19 Ramadhan 1432 H
#4: Ending
Pukul 17.30 aku melaju supra-X putihku untuk pulang. Karena sesuatu hal, aku menuju Prambanan melewati janti menuju jalan Wonosari lalu belok ke jalan Piyungan-Prambanan. Di perjalanan menyempatkan diri untuk sholat maghrib di masjid pinggir jalan. Alhamdulillah, jaketku yang supertebal bisa melindungi tubuhku dari terpaan angin dingin. Karena angin malam ini memang luarbiasa dingin. Mungkin biasa bagi mereka yang berkendara malam hari.
Selama perjalanan kurang lebih 45 menit pikiranku tak dapat berhenti berfikir.

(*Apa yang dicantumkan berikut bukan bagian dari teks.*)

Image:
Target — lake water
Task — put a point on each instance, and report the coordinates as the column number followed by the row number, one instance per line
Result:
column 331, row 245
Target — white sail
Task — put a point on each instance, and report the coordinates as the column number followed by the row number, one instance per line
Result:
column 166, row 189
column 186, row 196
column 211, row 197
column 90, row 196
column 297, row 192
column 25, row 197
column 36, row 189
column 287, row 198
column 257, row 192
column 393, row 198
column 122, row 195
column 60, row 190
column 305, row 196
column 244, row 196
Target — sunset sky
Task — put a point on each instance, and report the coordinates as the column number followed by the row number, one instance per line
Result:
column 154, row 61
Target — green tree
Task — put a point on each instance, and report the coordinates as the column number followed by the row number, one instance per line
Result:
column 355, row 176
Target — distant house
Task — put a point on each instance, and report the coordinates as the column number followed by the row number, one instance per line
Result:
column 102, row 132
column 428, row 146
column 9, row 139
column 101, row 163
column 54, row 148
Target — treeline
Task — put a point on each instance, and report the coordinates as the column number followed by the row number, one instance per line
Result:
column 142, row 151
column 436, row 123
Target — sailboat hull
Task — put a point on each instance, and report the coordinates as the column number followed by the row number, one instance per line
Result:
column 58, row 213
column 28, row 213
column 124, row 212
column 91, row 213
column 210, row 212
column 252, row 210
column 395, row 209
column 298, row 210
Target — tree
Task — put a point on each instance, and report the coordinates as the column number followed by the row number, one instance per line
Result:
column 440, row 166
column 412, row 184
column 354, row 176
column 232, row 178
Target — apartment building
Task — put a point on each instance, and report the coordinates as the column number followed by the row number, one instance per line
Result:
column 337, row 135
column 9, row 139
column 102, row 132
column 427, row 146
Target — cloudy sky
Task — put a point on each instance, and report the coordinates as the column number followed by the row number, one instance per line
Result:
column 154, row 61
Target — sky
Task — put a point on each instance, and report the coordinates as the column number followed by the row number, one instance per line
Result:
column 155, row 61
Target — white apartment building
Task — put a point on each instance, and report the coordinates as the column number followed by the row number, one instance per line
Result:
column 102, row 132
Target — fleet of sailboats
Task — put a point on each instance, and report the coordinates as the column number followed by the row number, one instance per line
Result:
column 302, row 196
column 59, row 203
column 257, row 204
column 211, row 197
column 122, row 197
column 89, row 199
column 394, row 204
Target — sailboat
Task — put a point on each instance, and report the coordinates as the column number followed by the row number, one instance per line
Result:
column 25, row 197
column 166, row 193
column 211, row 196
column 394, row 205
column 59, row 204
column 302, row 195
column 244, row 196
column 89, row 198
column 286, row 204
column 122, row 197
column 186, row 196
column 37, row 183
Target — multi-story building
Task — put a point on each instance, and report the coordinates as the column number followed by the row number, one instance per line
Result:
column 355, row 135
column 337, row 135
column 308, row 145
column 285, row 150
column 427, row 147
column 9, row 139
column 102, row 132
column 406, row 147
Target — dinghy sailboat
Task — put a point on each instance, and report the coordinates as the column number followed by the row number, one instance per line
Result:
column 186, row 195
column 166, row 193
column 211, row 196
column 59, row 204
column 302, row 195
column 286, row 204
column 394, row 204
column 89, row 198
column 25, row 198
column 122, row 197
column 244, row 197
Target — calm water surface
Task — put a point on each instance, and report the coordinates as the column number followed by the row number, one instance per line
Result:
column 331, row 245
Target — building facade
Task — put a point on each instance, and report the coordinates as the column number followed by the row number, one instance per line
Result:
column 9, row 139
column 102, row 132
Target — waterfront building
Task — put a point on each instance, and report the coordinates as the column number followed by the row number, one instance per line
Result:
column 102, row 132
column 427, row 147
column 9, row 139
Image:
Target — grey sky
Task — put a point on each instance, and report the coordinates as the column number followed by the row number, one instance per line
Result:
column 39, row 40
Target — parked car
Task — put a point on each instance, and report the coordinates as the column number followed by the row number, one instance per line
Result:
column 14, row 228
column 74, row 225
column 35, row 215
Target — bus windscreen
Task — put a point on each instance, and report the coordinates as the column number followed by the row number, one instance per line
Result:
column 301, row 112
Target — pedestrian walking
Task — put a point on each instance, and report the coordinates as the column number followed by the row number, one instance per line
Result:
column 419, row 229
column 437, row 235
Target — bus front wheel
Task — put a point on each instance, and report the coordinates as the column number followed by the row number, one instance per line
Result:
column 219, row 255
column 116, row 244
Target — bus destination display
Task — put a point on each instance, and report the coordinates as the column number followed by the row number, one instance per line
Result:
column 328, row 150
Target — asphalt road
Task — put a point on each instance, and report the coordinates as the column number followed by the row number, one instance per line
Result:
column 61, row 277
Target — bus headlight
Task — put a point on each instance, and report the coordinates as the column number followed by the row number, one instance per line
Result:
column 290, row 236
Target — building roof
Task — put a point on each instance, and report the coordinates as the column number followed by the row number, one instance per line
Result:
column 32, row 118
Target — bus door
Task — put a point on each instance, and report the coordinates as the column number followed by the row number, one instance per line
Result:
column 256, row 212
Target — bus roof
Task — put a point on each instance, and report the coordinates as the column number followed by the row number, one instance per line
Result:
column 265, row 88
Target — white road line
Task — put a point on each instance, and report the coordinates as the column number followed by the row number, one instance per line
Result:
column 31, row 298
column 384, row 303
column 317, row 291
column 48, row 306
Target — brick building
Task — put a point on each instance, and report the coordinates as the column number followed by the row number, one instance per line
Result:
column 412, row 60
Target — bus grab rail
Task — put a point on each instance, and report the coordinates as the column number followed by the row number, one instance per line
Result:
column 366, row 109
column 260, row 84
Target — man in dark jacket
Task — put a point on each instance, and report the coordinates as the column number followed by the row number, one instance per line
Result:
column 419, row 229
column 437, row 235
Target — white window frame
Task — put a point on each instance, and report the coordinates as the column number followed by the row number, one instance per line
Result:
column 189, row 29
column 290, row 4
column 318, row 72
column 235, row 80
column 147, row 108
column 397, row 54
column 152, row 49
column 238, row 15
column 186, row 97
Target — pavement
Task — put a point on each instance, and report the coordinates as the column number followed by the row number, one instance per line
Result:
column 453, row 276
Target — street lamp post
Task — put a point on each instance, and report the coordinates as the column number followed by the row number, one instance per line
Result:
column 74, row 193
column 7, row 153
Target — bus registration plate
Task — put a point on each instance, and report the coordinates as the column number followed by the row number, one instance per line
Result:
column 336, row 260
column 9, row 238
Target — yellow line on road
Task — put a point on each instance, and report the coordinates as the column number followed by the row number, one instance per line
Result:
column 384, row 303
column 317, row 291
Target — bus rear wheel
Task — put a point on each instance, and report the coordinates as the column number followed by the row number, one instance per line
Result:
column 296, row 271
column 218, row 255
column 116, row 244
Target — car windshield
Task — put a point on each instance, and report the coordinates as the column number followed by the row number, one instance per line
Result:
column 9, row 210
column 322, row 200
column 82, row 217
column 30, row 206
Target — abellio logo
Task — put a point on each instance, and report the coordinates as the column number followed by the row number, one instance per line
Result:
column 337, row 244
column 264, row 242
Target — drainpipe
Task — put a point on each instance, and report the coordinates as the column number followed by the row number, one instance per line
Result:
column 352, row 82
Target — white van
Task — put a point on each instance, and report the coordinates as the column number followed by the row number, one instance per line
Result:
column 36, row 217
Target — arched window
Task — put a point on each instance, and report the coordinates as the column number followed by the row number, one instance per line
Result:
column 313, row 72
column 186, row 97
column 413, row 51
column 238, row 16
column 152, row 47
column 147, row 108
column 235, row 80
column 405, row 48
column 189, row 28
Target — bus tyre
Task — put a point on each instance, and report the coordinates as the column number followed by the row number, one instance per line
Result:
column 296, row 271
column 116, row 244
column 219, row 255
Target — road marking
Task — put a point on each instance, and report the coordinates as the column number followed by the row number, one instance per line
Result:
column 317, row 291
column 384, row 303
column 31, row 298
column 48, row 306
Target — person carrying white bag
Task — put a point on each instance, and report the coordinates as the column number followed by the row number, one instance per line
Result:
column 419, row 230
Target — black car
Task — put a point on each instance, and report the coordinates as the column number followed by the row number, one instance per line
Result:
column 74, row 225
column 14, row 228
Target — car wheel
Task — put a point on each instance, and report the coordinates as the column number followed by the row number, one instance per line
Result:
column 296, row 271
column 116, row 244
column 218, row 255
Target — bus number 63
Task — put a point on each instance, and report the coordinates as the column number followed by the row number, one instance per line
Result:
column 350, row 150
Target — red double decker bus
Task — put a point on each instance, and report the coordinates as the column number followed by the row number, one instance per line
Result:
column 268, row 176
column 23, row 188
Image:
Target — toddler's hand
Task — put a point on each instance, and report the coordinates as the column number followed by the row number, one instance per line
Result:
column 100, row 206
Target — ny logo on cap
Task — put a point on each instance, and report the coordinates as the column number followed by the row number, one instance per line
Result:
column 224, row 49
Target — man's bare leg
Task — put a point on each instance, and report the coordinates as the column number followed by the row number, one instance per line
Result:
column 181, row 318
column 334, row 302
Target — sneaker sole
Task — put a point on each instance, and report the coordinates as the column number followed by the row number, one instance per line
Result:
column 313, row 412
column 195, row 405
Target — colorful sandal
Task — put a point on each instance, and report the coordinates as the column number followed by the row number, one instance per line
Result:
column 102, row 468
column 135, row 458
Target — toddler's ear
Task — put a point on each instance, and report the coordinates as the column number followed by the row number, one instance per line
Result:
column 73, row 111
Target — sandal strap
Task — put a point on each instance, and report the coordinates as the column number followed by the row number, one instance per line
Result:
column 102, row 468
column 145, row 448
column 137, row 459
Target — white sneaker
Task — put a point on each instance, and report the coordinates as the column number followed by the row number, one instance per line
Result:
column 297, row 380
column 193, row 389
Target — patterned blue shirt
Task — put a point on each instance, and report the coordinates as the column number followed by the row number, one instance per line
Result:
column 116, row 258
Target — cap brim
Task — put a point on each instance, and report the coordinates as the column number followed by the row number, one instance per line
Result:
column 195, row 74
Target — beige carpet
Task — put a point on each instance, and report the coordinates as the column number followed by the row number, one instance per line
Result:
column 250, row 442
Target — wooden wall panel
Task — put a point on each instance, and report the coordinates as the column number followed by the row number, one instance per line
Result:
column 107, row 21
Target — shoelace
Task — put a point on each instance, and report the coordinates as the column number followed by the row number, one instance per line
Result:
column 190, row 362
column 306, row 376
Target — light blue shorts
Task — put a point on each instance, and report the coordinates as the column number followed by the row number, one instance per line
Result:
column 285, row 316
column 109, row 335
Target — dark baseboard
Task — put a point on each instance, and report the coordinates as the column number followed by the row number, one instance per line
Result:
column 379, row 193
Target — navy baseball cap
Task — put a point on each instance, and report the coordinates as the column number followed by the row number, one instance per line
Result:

Mengendalikan motor juga perlu berfikir, bukan? Sambil mengamati situasi jalanan, fikiranku terbang kemana-mana. Ke Tegal, ke asrama, ke kampus, ke jawa timur. Aku khilaf, seharusnya aku mengisinya dengan banyak berdzikir dan muroja’ah. Namun fikiranku tak kuasa ku ajak berfikir bercabang. Hingga tak terasa aku sampai di depan asrama. Brukk… tiba-tiba motorku terjatuh ketika akan berbelok menuju tempat parkir motor. Entah mengapa, tiba-tiba kakiku tak kuasa menahan berat motor dan tubuhku. Tidak ada yang terluka, tidak ada yang tertabrak atas kejadian ini. Pffuh.. benar-benar hari ini sungguh melelahkan. Tepat ketika adzan isya berkumandang. Sekitar Pukul 19.00. tenang saja, melelahkan hanya di hari Jumat.